The Fault in Our Stars by John Green

Fault in Our Stars cover

At age twenty-two, John Green worked as a student chaplain in a children’s hospital.

Let’s take a moment and consider all the implications of that, and why he is making a colossal understatement when he described the experience as “devastating.” That was about twelve years ago, and Green has said in interviews that because of this experience, he’s spent twelve years trying to write a book about kids with cancer – not poster children of strength and courage and illness-granted wisdom, but real kids and their families and friends who have to cope with the fact that they will die young.

All novels are personal, but Green’s novels seem, to me, to be especially so. But this one is personal in a different way. With this novel, Green isn’t trying to exorcize the memory of the girl who stomped on his heart in high school. This goes deeper than high school romance and Manic Pixie Dream Girl angst. This is about life, death, illness, love, heroism, and how a sixteen-year-old is supposed to deal with the fact that she will die and leave everyone she loves behind. Maybe it’s just because I’ve been watching vlogbrothers videos for five years and feel like I’m actually acquainted with John Green, but this is the most deeply personal novel I’ve ever read.

This is not, as Hazel Lancaster might say, a Cancer Book. None of the cancer patients in this story have a wisdom beyond their years, and they do not stoically accept the fact that they will die or fight heroically.

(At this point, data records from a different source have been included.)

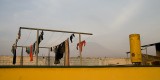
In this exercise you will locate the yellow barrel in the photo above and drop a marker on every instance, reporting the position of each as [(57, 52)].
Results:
[(135, 48)]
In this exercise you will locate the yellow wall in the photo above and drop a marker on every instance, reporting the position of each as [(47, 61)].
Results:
[(135, 48), (109, 73)]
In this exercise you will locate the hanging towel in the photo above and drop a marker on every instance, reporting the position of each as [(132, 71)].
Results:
[(81, 44), (71, 37), (14, 53), (59, 50), (31, 53), (157, 49)]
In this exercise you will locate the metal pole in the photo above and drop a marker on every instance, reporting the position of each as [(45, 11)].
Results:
[(80, 49), (37, 48), (56, 30)]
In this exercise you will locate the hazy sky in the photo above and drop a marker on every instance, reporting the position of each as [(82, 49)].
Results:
[(110, 21)]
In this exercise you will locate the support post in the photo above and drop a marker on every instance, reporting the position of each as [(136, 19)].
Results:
[(37, 48), (21, 61), (66, 60), (80, 50)]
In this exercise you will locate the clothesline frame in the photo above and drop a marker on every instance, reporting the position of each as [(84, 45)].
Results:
[(40, 29)]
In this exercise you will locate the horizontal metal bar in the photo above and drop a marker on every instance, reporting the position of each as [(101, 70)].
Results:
[(55, 30), (28, 46)]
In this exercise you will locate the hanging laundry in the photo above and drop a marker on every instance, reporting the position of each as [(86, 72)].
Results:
[(19, 34), (157, 49), (81, 44), (31, 53), (59, 50), (14, 53), (28, 50), (34, 47), (51, 49), (40, 38), (71, 37)]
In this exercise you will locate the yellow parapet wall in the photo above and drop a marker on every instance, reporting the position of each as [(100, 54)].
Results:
[(104, 73)]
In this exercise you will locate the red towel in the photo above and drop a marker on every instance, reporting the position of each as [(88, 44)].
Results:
[(31, 53), (81, 45)]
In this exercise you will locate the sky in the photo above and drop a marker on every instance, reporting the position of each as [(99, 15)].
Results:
[(110, 21)]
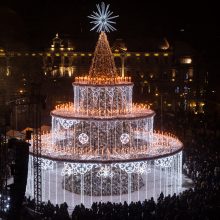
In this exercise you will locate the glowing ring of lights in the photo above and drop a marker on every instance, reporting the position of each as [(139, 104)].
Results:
[(125, 138)]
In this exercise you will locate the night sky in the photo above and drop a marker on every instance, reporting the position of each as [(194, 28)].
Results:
[(32, 24)]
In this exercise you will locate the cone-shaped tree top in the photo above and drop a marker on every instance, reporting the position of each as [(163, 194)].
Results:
[(103, 64)]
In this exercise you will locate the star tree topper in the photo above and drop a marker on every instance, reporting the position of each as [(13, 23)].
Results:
[(102, 19)]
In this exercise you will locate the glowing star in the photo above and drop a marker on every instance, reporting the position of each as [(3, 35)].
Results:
[(102, 19)]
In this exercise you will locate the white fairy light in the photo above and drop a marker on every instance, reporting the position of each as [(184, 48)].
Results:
[(102, 19)]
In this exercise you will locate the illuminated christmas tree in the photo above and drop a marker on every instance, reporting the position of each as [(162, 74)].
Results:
[(103, 64)]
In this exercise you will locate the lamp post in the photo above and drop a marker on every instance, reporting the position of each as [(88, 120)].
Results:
[(161, 110), (123, 53)]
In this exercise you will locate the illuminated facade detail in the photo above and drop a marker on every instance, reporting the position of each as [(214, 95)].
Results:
[(83, 138), (124, 138), (102, 19), (103, 145), (164, 162), (66, 124), (47, 164), (105, 171), (76, 168)]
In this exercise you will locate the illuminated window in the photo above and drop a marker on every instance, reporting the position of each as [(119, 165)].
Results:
[(186, 60), (117, 54), (173, 73)]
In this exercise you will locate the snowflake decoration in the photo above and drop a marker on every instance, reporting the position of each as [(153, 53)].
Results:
[(102, 19), (83, 138)]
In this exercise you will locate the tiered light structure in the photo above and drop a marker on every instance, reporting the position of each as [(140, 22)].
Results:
[(103, 147)]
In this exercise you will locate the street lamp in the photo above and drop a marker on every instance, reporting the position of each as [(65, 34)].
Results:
[(123, 53)]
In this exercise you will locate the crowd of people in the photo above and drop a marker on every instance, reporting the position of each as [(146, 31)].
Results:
[(200, 163)]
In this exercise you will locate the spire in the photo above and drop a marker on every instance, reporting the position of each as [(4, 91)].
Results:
[(103, 64)]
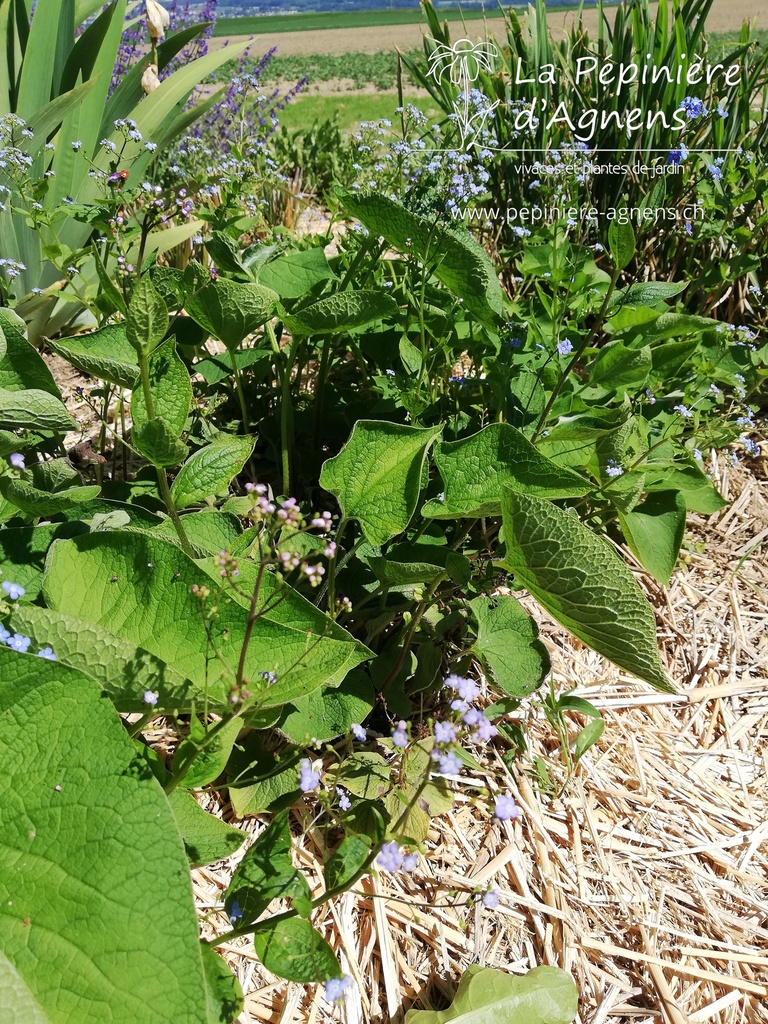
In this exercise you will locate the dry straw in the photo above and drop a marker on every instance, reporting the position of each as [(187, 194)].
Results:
[(647, 880)]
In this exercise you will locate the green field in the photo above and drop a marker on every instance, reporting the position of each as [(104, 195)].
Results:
[(340, 19), (349, 108)]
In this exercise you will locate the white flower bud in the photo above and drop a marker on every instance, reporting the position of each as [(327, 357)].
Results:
[(158, 20)]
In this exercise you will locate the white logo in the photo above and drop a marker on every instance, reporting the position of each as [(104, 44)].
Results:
[(463, 62)]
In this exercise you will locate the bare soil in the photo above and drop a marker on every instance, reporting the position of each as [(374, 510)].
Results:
[(726, 15)]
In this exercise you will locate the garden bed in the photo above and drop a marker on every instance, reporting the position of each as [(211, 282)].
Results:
[(645, 880)]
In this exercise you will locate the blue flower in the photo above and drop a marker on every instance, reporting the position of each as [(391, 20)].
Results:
[(390, 857), (336, 987), (506, 809), (693, 108), (308, 779), (399, 736)]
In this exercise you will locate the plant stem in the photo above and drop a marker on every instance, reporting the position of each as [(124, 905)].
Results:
[(241, 394), (143, 365), (577, 356), (412, 630)]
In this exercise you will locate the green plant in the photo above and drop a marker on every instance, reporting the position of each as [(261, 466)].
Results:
[(62, 133)]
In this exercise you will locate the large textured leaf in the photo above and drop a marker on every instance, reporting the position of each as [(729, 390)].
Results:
[(211, 469), (580, 580), (329, 713), (544, 995), (341, 311), (475, 469), (157, 441), (124, 671), (230, 311), (508, 644), (456, 259), (654, 531), (105, 353), (151, 604), (146, 323), (86, 935), (266, 872), (34, 409), (295, 273), (377, 475), (34, 502), (170, 388), (293, 949), (22, 367)]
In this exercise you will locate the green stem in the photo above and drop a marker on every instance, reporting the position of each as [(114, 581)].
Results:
[(321, 388), (577, 356), (143, 365), (335, 890), (241, 394), (412, 631)]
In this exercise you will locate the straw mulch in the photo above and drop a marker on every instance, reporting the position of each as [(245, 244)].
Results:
[(647, 879)]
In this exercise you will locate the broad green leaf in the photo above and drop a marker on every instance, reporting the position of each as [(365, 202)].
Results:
[(456, 259), (293, 949), (412, 563), (266, 872), (583, 583), (124, 671), (621, 243), (544, 995), (208, 531), (170, 389), (671, 358), (508, 644), (151, 604), (147, 317), (654, 531), (158, 442), (206, 837), (588, 737), (229, 311), (343, 864), (377, 475), (341, 311), (263, 785), (208, 761), (211, 469), (699, 493), (617, 367), (476, 468), (647, 293), (366, 774), (222, 988), (23, 551), (296, 273), (34, 409), (329, 713), (34, 502), (218, 368), (82, 929)]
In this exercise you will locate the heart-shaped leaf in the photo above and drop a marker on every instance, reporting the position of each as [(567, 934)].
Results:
[(377, 475)]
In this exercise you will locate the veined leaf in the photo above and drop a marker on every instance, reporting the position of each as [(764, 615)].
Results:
[(475, 470), (580, 580), (377, 475)]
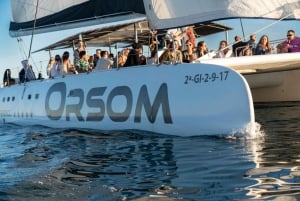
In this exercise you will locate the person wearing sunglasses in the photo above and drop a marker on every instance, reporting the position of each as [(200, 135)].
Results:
[(291, 44)]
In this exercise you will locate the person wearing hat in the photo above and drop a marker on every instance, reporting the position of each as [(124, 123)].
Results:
[(135, 56), (26, 74)]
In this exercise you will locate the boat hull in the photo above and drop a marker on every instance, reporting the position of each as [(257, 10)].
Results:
[(182, 99)]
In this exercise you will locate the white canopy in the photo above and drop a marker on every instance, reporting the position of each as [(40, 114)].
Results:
[(164, 14)]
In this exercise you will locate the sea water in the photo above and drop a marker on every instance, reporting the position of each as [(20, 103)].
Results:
[(38, 163)]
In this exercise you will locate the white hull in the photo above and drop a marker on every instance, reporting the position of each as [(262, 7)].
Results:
[(272, 78), (183, 99)]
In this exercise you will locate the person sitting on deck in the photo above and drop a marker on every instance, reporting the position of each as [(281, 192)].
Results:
[(190, 53), (173, 55), (104, 62), (291, 44), (83, 64), (201, 49), (238, 46), (122, 57), (68, 68), (80, 47), (57, 68), (7, 80), (26, 74), (223, 51), (133, 58), (263, 46)]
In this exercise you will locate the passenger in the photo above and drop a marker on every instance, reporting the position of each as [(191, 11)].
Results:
[(7, 80), (201, 49), (49, 66), (251, 42), (83, 64), (224, 51), (263, 46), (238, 46), (122, 57), (153, 58), (97, 56), (68, 68), (26, 74), (172, 55), (57, 68), (190, 54), (133, 58), (191, 36), (292, 44), (91, 61), (104, 62), (80, 47), (247, 51), (153, 42)]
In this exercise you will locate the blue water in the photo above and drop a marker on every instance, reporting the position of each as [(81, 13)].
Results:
[(38, 163)]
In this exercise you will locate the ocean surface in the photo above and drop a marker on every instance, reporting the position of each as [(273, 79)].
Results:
[(38, 163)]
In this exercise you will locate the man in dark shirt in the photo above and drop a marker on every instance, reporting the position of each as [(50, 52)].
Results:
[(238, 46)]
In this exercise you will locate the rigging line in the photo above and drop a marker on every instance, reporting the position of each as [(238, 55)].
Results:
[(259, 30), (33, 29), (21, 46), (242, 26)]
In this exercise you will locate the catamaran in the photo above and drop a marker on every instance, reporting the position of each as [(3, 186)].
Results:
[(177, 99)]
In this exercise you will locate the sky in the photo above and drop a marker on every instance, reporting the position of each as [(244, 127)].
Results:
[(11, 53)]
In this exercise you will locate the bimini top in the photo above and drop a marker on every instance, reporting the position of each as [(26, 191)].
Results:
[(124, 34), (67, 14), (163, 14)]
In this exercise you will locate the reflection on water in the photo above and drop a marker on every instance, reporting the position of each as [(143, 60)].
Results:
[(45, 164), (277, 155)]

Hazel Lancaster, a terminal sixteen-year-old who has to carry an oxygen tank everywhere because “my lungs suck at being lungs” is refreshingly real – not manic, not a pixie, not a dream girl. She reads Great Books and watches America’s Next Top Model marathons. Augustus Waters, her amputee friend, wants desperately to leave a lasting impression on the world and philosophizes about heroism, and his favorite book is a novelization of a video game. (can I say how much I love that an author can establish a character’s intelligence without just telling us that they love reading Austen yes Stephenie Meyer I’m looking at you) Everything here is real, especially the diseases. There isn’t any bullshit about dying gracefully here, because cancer is ugly and unpleasant, and Green makes you feel the pain of Hazel’s lungs struggling to breathe and the headaches, and he makes you see the vomit and the urine. (Remember how in A Walk to Remember, Mandy Moore has been secretly dying of leukemia the whole time but looks great even on her deathbed? Nicholas Sparks can fuck right off for that insult to real cancer patients) Most importantly, Hazel and Augustus are not defined by their cancer. It consumes their lives, but it doesn’t define them. On every page, it’s clear: this is a story told by someone who hasn’t known just one person with cancer, but has seen a multitude of children with terminal diseases, and has tried to find some way to comfort them and their families.

It’s for that reason that I don’t feel like I can review this like a normal book. John Green didn’t write this story for me, and so I don’t feel like I have any place saying that it’s amazing and beautiful and heartbreaking. And I certainly can’t criticize any of its faults. All I can say, really, is that you have to read this for yourself, and go from there.

Okay, you guys know me better than that. I have one big complaint, which I will describe here, and all I ask is that you remember that I still gave this five stars.

Augustus Waters, in the first few chapters, comes off as a pretentious douche. When Hazel first meets him at a cancer support group, they’re talking afterwards and Augustus takes out a cigarette and puts it in his mouth. Hazel, who you’ll recall is dying because her lungs cannot function, freaks out and shouts at him, “…even though you HAD FREAKING CANCER you give money to a company in exchange for the chance to acquire YET MORE CANCER.” Augustus explains that he doesn’t smoke the cigarettes, he just puts them in his mouth (no, really) because “They don’t kill you unless you light them…And I’ve never lit one. It’s a metaphor, see: you put the killing thing right between your teeth, but you don’t give it the power to do its killing.”

Augustus, I love you, but you’re full of shit right there. Notice how he didn’t address Hazel’s perfectly valid point that, by buying cigarettes, Augustus is giving money to the people who cause cancer? Because here’s the thing: you can say to a cigarette company, “I’m buying your cigarettes as a metaphor, but I won’t light them so I’m taking away their power” and they’ll stop listening at “I’m buying your cigarettes” because that’s all they care about. And it’s a shit metaphor in any case: you can walk around a mall with a shotgun and explain to people that because it’s unloaded you’ve taken away its power, but you’re still going to get arrested.

So that was annoying, as was Augustus’s general air of overly-charming pretentious skeeziness in the beginning. But I forgive him for it, because lest we forget, he is seventeen. If his character was twenty-two he’d be the most obnoxious jackass on the planet, but because he’s just a kid, I was willing to forgive him. Still hate the cigarette thing, though.